From September 2014 to November 2015, 112 patients were sequentially recruited, and 72 (64%) fulfilled the inclusion criteria. During follow-up, 24 (33%) patients had new urinary symptoms or worse preexisting symptoms. A UTI was confirmed in the second urinary culture in only one (1.4%) patient.
The incidence of UTI was much lower than expected, suggesting that asymptomatic bacteriuria develops symptoms due to radiotherapy. Due to the low rate of UTI, no predictive factor was identified.
本研究旨在评估膀胱炎症状患者接受盆腔放射治疗后发生尿路感染(UTI)的发生率,并确定相关的预测因素。

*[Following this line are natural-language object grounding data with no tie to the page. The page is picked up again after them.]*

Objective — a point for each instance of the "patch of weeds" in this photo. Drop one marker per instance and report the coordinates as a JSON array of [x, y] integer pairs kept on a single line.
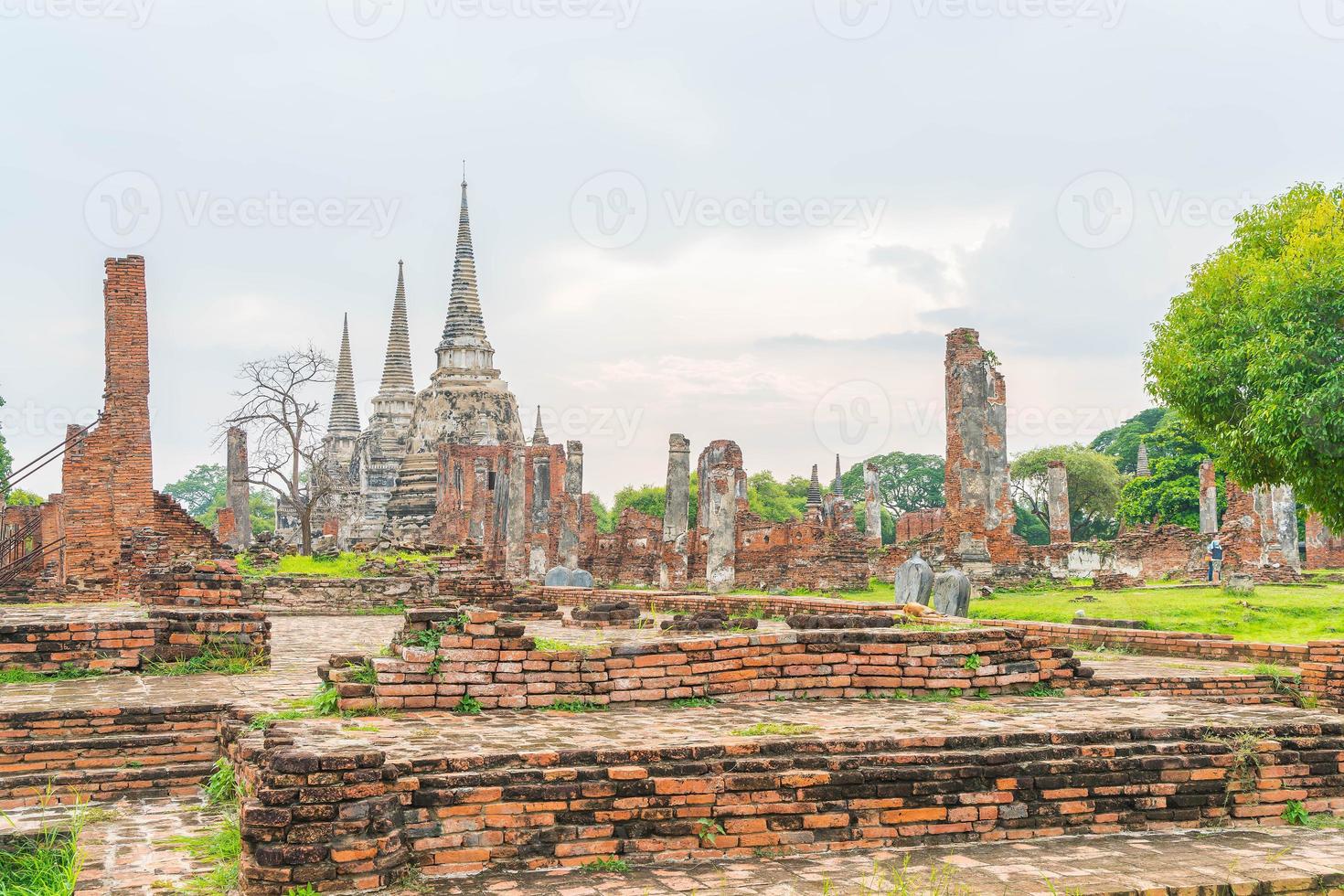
[[577, 706], [222, 786], [709, 830], [226, 658], [46, 863], [68, 672], [774, 729], [468, 706]]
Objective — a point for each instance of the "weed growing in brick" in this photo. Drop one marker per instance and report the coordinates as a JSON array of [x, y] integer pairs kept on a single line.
[[774, 729]]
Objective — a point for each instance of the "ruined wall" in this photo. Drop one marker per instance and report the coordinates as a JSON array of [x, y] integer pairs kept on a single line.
[[1324, 549], [980, 512]]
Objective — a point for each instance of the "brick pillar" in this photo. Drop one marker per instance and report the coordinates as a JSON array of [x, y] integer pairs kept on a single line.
[[1207, 498], [1057, 497], [238, 496], [980, 512]]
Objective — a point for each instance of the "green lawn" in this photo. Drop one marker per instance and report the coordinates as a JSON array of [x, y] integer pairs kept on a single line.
[[1284, 614]]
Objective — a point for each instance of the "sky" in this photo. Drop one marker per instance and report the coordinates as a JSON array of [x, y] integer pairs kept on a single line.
[[748, 219]]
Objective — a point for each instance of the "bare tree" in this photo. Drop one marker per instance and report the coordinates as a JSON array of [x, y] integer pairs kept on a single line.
[[285, 429]]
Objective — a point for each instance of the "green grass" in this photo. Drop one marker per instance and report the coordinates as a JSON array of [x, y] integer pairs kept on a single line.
[[66, 672], [340, 567], [46, 863], [1285, 614], [228, 658], [777, 729]]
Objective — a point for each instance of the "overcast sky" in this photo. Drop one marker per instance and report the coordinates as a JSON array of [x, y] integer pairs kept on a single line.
[[749, 219]]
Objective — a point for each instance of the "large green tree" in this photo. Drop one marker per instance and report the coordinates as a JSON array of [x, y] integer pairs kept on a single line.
[[1252, 354], [1093, 488]]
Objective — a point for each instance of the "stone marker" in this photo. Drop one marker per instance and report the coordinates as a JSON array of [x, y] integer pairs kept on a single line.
[[952, 592], [914, 581]]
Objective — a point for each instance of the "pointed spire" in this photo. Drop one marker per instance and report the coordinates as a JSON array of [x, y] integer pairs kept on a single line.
[[398, 377], [345, 420], [815, 489], [465, 328], [538, 432]]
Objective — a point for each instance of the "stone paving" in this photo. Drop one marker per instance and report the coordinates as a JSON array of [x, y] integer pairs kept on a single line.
[[507, 732], [1278, 859]]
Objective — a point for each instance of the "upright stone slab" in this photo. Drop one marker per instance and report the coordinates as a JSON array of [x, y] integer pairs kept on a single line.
[[871, 504], [978, 516], [238, 497], [723, 489], [1207, 498], [914, 581], [952, 594], [1057, 497], [672, 569]]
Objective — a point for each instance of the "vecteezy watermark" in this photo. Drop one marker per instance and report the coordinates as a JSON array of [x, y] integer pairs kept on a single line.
[[1105, 12], [133, 12], [1098, 209], [854, 418], [126, 208], [852, 19], [612, 209], [1324, 16], [374, 19]]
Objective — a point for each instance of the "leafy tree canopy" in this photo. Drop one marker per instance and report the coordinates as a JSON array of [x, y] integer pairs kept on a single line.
[[1252, 355], [907, 481], [1123, 441], [1093, 488]]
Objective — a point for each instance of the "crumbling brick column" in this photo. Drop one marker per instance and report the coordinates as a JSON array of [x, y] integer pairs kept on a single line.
[[723, 488], [672, 569], [1207, 498], [871, 504], [1057, 496], [237, 491], [1324, 549], [978, 516]]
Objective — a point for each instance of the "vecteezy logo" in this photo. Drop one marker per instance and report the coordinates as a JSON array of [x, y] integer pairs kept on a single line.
[[611, 211], [854, 418], [366, 19], [1324, 16], [852, 19], [123, 209], [1097, 209]]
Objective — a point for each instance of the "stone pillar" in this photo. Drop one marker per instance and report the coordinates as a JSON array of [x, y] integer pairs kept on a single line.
[[1057, 496], [1207, 498], [980, 512], [672, 570], [722, 491], [238, 496], [1284, 504], [871, 504]]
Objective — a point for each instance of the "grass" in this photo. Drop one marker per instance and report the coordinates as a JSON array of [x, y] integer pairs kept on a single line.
[[1277, 613], [66, 672], [774, 729], [226, 658], [340, 567], [46, 863]]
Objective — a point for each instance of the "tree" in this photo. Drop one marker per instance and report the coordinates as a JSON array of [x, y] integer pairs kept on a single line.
[[1123, 441], [283, 425], [1171, 493], [906, 481], [1252, 355], [1093, 488]]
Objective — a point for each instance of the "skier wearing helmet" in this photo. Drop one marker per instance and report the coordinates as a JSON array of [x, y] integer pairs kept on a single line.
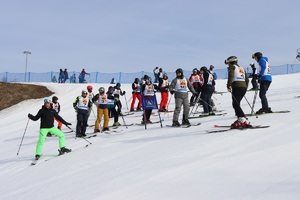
[[265, 80], [237, 84], [180, 86], [82, 105], [101, 101]]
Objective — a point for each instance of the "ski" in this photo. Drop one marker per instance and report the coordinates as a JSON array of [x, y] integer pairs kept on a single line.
[[122, 125], [141, 124], [201, 116], [228, 128], [184, 126], [273, 112], [112, 131]]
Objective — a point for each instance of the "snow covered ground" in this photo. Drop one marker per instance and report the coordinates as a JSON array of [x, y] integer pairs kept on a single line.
[[158, 163]]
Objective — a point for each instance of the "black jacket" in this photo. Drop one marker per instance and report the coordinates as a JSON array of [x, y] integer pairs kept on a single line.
[[47, 117]]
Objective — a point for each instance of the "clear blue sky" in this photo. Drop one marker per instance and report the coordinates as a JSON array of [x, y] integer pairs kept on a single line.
[[136, 35]]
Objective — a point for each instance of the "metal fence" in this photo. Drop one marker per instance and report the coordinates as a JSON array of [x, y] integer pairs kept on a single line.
[[97, 77]]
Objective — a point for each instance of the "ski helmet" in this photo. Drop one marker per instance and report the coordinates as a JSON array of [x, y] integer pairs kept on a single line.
[[203, 69], [54, 98], [101, 90], [47, 100], [179, 70], [258, 55], [89, 87], [231, 59]]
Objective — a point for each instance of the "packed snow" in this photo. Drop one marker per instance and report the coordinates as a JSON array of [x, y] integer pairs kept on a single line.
[[157, 163]]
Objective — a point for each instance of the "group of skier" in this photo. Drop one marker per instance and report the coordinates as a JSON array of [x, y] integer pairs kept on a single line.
[[201, 84]]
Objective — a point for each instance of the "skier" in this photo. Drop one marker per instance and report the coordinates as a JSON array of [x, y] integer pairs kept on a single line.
[[47, 114], [82, 104], [61, 76], [112, 106], [155, 72], [265, 80], [237, 84], [196, 80], [180, 86], [66, 75], [117, 92], [90, 95], [82, 76], [56, 107], [136, 94], [147, 92], [254, 77], [164, 91], [102, 104], [207, 90]]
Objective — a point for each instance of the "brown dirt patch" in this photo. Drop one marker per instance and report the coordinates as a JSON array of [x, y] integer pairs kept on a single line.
[[13, 93]]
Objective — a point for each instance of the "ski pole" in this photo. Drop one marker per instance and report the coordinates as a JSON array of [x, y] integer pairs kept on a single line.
[[80, 137], [23, 137]]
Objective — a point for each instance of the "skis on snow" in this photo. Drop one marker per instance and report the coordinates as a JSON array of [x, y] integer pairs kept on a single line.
[[228, 128]]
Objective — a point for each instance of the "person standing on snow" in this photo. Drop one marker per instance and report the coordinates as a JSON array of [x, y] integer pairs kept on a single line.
[[117, 92], [180, 86], [102, 103], [82, 105], [163, 86], [197, 81], [82, 76], [136, 94], [265, 80], [207, 90], [237, 85], [47, 115], [56, 107]]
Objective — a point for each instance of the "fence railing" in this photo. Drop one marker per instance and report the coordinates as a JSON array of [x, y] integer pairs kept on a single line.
[[121, 77]]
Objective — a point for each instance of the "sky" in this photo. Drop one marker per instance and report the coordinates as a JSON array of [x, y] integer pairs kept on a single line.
[[130, 36], [157, 163]]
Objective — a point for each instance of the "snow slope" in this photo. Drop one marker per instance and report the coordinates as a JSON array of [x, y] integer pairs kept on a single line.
[[158, 163]]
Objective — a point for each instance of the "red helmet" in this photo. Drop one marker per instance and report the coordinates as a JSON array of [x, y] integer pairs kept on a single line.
[[89, 87]]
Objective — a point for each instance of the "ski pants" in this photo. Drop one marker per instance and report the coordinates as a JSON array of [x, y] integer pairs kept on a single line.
[[264, 86], [164, 100], [59, 124], [186, 108], [206, 101], [42, 137], [100, 113], [237, 95], [82, 117], [134, 97]]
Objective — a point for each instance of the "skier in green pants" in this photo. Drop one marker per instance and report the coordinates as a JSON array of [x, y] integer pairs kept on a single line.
[[47, 114]]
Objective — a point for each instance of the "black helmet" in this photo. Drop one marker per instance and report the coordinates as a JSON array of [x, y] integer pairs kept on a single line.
[[257, 55], [179, 70], [231, 59], [203, 69]]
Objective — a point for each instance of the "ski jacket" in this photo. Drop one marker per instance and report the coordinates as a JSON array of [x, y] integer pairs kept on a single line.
[[180, 86], [237, 76], [264, 70], [47, 117]]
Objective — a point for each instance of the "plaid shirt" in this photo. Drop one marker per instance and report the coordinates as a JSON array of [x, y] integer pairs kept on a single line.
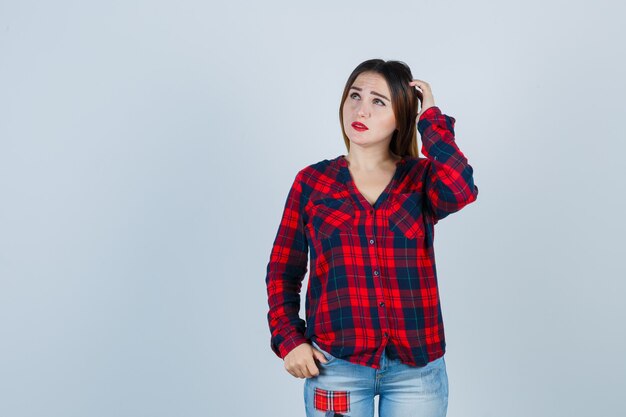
[[372, 279]]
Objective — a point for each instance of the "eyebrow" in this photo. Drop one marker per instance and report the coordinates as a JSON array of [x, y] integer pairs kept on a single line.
[[372, 92]]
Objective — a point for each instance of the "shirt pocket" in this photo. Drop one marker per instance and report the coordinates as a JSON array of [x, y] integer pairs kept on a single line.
[[332, 216], [407, 216]]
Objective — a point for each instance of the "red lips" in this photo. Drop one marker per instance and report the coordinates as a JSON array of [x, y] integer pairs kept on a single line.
[[359, 126]]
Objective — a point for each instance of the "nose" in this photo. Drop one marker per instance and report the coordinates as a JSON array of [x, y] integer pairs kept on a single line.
[[363, 110]]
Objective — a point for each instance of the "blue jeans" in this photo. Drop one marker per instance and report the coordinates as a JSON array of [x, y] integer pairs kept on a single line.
[[343, 388]]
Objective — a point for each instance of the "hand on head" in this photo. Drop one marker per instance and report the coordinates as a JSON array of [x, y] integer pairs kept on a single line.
[[425, 95]]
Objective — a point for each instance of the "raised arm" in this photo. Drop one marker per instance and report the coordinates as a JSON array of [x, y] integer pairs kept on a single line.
[[449, 182]]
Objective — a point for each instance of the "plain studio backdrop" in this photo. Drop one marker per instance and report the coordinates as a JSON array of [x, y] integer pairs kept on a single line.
[[146, 152]]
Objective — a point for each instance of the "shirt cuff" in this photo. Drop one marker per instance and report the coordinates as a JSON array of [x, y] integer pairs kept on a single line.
[[290, 344]]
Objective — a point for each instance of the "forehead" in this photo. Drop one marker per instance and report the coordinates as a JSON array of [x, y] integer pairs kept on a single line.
[[371, 81]]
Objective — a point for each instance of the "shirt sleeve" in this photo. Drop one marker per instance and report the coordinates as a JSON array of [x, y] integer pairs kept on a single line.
[[449, 182], [285, 272]]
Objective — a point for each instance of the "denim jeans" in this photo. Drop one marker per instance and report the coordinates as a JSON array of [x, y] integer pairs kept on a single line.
[[343, 388]]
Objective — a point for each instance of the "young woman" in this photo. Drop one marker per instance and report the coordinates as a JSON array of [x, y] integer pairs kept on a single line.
[[373, 316]]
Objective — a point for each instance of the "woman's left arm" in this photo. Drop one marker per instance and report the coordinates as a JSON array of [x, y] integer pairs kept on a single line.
[[449, 181]]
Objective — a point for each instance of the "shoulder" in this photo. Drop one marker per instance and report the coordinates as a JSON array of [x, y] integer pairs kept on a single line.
[[324, 168]]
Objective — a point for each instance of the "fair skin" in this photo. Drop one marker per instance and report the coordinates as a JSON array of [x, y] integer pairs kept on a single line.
[[371, 165]]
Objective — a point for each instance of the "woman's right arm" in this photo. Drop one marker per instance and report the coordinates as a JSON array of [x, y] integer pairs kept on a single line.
[[285, 271]]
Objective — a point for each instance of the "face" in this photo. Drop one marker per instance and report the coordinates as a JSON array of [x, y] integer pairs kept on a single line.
[[368, 117]]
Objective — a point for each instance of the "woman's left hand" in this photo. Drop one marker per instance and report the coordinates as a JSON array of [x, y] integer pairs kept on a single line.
[[425, 95]]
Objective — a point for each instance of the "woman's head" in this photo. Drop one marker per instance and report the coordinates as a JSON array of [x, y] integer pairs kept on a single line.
[[391, 111]]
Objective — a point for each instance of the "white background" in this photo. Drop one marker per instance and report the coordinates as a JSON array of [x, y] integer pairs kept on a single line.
[[147, 148]]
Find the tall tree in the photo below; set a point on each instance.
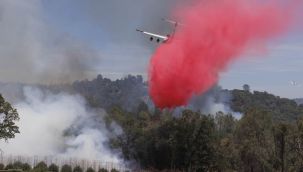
(8, 117)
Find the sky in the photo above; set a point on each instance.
(103, 33)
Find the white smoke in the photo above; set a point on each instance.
(59, 125)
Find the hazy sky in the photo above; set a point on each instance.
(104, 31)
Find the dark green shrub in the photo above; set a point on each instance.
(2, 166)
(66, 168)
(78, 169)
(40, 167)
(103, 170)
(9, 166)
(26, 167)
(53, 168)
(17, 165)
(90, 169)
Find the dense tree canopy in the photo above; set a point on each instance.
(8, 117)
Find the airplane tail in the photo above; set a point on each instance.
(138, 30)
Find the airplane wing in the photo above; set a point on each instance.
(173, 22)
(153, 35)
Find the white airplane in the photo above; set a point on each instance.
(161, 38)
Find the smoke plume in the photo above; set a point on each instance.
(33, 51)
(215, 34)
(59, 125)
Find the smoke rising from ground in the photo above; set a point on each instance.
(214, 35)
(59, 125)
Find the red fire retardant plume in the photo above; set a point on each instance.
(214, 34)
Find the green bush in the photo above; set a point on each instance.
(103, 170)
(53, 168)
(9, 166)
(26, 167)
(66, 168)
(17, 165)
(2, 166)
(90, 169)
(78, 169)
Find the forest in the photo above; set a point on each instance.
(267, 137)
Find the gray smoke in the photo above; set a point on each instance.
(59, 125)
(31, 50)
(38, 43)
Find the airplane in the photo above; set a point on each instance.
(294, 83)
(158, 37)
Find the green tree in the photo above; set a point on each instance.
(9, 116)
(77, 169)
(90, 169)
(255, 140)
(66, 168)
(41, 167)
(2, 166)
(102, 170)
(280, 133)
(26, 167)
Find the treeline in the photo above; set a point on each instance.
(199, 142)
(283, 109)
(42, 167)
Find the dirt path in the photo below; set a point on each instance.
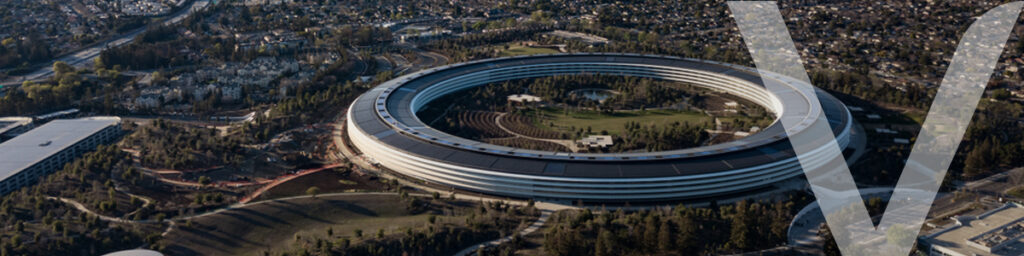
(566, 142)
(545, 214)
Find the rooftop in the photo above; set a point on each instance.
(39, 143)
(984, 231)
(7, 124)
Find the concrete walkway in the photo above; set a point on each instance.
(545, 214)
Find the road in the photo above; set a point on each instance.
(545, 214)
(85, 56)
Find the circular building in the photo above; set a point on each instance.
(383, 125)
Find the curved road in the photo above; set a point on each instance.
(85, 56)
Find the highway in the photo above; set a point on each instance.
(84, 57)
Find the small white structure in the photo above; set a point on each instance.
(523, 98)
(135, 252)
(596, 141)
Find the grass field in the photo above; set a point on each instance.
(270, 226)
(615, 123)
(525, 50)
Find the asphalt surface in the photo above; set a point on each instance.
(85, 56)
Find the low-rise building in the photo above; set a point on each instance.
(42, 151)
(999, 231)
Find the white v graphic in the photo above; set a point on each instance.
(774, 53)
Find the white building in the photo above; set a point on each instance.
(46, 148)
(596, 141)
(999, 231)
(523, 98)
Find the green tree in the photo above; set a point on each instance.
(312, 190)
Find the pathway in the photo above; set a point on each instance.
(566, 142)
(545, 214)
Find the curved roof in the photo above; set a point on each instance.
(387, 113)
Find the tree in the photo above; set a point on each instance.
(312, 190)
(739, 235)
(204, 180)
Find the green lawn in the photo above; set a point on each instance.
(271, 226)
(524, 50)
(615, 123)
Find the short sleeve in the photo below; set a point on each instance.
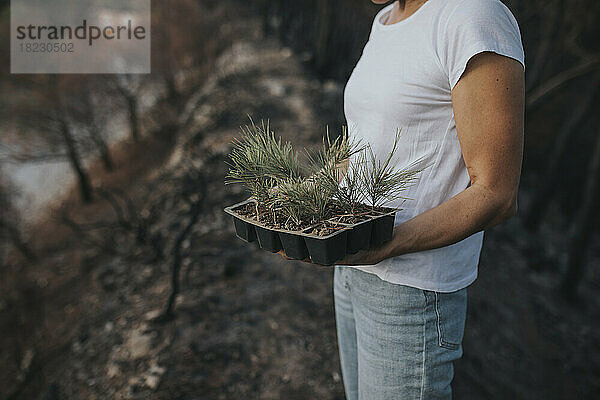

对符合以下条件的患者进行前瞻性队列研究:原发性盆腔癌症,以治愈为目的,年龄大于 18 岁,且身体状况良好。排除标准为正在治疗 UTI、使用导尿管、进行透析或膀胱造口术或肾造口术、以及在治疗期间使用抗生素的患者。在放射治疗开始前收集尿分析和尿培养。随后每周评估尿路症状。如果出现新的或恶化的症状,则应用问卷并收集新的尿液检查。UTI 的诊断通过尿培养定义为细菌生长大于 104 CFU/mL。
2014 年 9 月至 2015 年 11 月,连续招募了 112 名患者,其中 72 名(64%)符合纳入标准。在随访期间,24 名(33%)患者出现新的或更严重的尿路症状。仅在 1 名(1.4%)患者的第二次尿液培养中证实存在 UTI。
UTI 的发生率远低于预期,表明无症状菌尿因放射治疗而出现症状。由于 UTI 的发生率较低,因此未确定任何预测因素。